Statin-associated muscle symptoms (SAMS) are one of the principal reasons for statin non-adherence and/or discontinuation, contributing to adverse cardiovascular outcomes. This European Atherosclerosis Society (EAS) Consensus Panel overviews current understanding of the pathophysiology of statin-associated myopathy, and provides guidance for diagnosis and management of SAMS. Statin-associated myopathy, with significant elevation of serum creatine kinase (CK), is a rare but serious side effect of statins, affecting 1 per 1000 to 1 per 10 000 people on standard statin doses. Statin-associated muscle symptoms cover a broader range of clinical presentations, usually with normal or minimally elevated CK levels, with a prevalence of 7–29% in registries and observational studies. Preclinical studies show that statins decrease mitochondrial function, attenuate energy production, and alter muscle protein degradation, thereby providing a potential link between statins and muscle symptoms; controlled mechanistic and genetic studies in humans are necessary to further understanding. The Panel proposes to identify SAMS by symptoms typical of statin myalgia (i.e. muscle pain or aching) and their temporal association with discontinuation and response to repetitive statin re-challenge. In people with SAMS, the Panel recommends the use of a maximally tolerated statin dose combined with non-statin lipid-lowering therapies to attain recommended low-density lipoprotein cholesterol targets. The Panel recommends a structured work-up to identify individuals with clinically relevant SAMS generally to at least three different statins, so that they can be offered therapeutic regimens to satisfactorily address their cardiovascular risk. Further research into the underlying pathophysiological mechanisms may offer future therapeutic potential.

Conclusions

Lowering LDL-C with statin therapy reduces CVD risk by up to 40% in a wide range of patients. Given that the main reason for statin non-adherence/discontinuation relates to the onset of (perceived) side effects, it follows that the high prevalence of SAMS reported from observational studies is likely to adversely affect the CVD benefits of statins.119 Strategies to prevent the loss of effective statin therapy because of SAMS are still lacking. In the absence of a gold standard definition, this EAS Consensus Panel proposes to base the probability of SAMS being caused by statins on the nature of symptoms and their temporal relationship with statin initiation, statin discontinuation (or dechallenge), and repetitive re-challenge (Figure 2). Optimal therapy should combine a maximally tolerated, or even non-daily statin dose, together with non-statin-based lipid-lowering therapies in order to achieve LDL-C targets.

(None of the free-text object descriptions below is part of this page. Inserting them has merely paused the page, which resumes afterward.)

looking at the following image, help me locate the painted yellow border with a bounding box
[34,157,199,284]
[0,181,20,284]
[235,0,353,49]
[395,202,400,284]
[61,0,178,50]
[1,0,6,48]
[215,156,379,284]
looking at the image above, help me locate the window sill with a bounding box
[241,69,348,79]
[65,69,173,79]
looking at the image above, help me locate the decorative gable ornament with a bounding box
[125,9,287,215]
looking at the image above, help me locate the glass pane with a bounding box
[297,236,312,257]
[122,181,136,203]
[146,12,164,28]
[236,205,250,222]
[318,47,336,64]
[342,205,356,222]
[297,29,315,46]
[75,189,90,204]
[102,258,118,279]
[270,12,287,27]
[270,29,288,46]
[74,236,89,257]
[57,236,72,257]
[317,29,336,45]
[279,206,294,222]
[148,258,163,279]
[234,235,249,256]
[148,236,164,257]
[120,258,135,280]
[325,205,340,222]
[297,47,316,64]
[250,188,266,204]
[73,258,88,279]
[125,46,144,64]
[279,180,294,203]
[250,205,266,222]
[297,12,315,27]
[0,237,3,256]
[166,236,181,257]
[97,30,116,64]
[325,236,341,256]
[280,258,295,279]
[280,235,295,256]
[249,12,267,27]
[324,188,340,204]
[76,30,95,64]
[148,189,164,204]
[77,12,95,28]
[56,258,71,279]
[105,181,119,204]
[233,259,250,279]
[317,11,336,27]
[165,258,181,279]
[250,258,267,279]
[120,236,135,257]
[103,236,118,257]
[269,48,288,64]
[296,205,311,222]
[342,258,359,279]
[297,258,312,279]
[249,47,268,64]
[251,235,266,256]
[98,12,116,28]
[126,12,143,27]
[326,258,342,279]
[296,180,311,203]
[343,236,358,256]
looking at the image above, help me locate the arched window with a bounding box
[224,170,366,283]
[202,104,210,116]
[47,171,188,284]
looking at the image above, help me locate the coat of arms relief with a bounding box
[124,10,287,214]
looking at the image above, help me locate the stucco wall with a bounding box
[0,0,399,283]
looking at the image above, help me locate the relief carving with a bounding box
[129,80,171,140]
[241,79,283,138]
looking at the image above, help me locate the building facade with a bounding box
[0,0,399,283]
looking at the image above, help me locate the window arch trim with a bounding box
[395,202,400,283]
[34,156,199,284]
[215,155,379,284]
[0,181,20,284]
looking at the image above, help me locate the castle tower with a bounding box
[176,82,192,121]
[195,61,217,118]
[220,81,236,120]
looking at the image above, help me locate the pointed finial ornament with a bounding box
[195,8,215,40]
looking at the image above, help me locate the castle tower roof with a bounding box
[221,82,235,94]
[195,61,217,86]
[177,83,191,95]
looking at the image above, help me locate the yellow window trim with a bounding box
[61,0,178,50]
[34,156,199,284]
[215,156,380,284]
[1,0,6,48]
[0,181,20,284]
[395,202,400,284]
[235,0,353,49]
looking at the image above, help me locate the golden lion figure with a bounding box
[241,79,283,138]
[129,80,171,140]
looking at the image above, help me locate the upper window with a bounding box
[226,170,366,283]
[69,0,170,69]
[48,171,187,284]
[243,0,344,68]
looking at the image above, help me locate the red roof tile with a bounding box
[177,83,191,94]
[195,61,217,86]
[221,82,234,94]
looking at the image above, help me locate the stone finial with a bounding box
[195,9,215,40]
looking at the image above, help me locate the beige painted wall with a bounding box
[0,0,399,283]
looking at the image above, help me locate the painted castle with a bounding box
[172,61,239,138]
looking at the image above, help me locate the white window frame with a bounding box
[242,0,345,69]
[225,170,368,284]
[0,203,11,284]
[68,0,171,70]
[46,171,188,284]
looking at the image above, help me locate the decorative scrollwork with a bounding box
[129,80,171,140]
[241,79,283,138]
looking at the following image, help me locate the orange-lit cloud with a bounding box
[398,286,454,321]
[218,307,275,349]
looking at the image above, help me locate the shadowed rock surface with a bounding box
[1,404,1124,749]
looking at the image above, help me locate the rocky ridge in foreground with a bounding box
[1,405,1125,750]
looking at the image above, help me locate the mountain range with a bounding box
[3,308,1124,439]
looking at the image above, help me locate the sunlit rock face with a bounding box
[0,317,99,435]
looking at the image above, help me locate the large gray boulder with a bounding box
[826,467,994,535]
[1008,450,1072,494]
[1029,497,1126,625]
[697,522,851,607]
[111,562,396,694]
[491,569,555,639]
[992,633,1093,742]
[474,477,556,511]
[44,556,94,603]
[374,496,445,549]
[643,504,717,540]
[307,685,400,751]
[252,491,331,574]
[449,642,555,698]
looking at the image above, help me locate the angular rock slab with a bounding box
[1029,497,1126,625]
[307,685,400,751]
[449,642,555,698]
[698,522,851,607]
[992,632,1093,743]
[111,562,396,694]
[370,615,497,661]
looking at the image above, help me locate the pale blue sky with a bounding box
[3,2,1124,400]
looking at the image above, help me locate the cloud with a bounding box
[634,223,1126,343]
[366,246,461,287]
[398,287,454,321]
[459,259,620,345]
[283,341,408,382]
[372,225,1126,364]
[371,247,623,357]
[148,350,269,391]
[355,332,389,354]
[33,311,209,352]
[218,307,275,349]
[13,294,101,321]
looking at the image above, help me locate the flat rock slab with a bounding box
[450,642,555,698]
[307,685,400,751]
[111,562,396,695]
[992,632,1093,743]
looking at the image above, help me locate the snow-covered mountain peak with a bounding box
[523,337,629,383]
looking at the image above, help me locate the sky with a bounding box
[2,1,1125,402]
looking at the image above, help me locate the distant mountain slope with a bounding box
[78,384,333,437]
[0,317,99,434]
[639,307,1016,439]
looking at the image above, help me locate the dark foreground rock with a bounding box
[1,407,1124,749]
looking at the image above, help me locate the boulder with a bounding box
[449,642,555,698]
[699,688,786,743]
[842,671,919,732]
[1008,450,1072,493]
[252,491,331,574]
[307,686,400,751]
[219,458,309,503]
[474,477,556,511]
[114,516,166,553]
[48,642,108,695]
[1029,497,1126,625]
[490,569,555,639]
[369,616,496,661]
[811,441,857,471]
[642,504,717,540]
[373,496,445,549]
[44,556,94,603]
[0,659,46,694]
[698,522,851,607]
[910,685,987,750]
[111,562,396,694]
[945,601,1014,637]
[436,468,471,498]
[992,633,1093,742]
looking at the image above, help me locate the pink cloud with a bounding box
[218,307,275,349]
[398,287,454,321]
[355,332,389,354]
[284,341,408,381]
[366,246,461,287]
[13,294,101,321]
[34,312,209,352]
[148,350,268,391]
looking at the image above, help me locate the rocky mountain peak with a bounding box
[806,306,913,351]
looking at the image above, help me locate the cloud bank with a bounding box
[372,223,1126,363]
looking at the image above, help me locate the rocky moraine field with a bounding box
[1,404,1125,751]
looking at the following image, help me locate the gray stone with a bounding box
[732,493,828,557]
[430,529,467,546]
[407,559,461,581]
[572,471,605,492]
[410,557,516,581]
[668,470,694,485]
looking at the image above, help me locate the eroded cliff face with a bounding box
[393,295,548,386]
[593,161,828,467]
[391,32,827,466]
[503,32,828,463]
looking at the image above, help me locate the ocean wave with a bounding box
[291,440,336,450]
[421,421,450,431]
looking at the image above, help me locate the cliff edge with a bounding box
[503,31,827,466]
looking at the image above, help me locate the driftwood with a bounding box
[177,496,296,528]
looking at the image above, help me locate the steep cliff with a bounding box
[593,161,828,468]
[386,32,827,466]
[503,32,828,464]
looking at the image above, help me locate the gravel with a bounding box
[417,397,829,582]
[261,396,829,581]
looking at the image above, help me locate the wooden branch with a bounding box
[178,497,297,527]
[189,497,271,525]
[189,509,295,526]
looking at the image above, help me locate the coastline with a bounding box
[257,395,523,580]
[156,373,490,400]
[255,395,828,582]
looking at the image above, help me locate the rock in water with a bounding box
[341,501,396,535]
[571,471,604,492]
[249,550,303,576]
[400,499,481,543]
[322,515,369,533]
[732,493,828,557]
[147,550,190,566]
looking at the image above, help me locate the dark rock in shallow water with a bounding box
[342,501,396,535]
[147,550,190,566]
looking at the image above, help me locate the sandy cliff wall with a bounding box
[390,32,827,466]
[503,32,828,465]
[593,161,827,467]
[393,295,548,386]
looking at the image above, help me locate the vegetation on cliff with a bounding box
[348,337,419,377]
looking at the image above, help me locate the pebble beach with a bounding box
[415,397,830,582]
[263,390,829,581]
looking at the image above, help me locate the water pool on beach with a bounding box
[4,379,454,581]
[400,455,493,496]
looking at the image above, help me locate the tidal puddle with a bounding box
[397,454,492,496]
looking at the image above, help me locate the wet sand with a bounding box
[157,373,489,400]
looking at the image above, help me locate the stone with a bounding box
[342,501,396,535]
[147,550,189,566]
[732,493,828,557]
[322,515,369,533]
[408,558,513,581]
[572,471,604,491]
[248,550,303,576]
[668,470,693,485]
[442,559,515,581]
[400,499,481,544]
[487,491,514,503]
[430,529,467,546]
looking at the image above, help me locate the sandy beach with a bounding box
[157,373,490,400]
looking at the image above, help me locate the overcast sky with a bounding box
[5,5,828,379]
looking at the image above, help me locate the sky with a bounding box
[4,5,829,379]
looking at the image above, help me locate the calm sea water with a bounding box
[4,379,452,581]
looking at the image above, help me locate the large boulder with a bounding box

This Consensus Panel also highlights the need for further research into the pathophysiology of SAMS. Accumulating preclinical data show that statins decrease mitochondrial function, and alter muscle protein degradation, providing a possible pathophysiological link between statins and muscle symptoms. Studies in the clinical setting are a priority to further understanding of these mechanisms, and may offer therapeutic potential. In the absence of therapies to prevent these symptoms, this Consensus Panel recommends that the response of patients with SAMS to three or more statins should be considered for referral to specialized settings. By recognizing SAMS and adhering to a structured work-up, the Panel anticipates that individuals with clinically relevant SAMS will be offered alternative and/or novel therapeutic regimens that can satisfactorily address their CVD risk.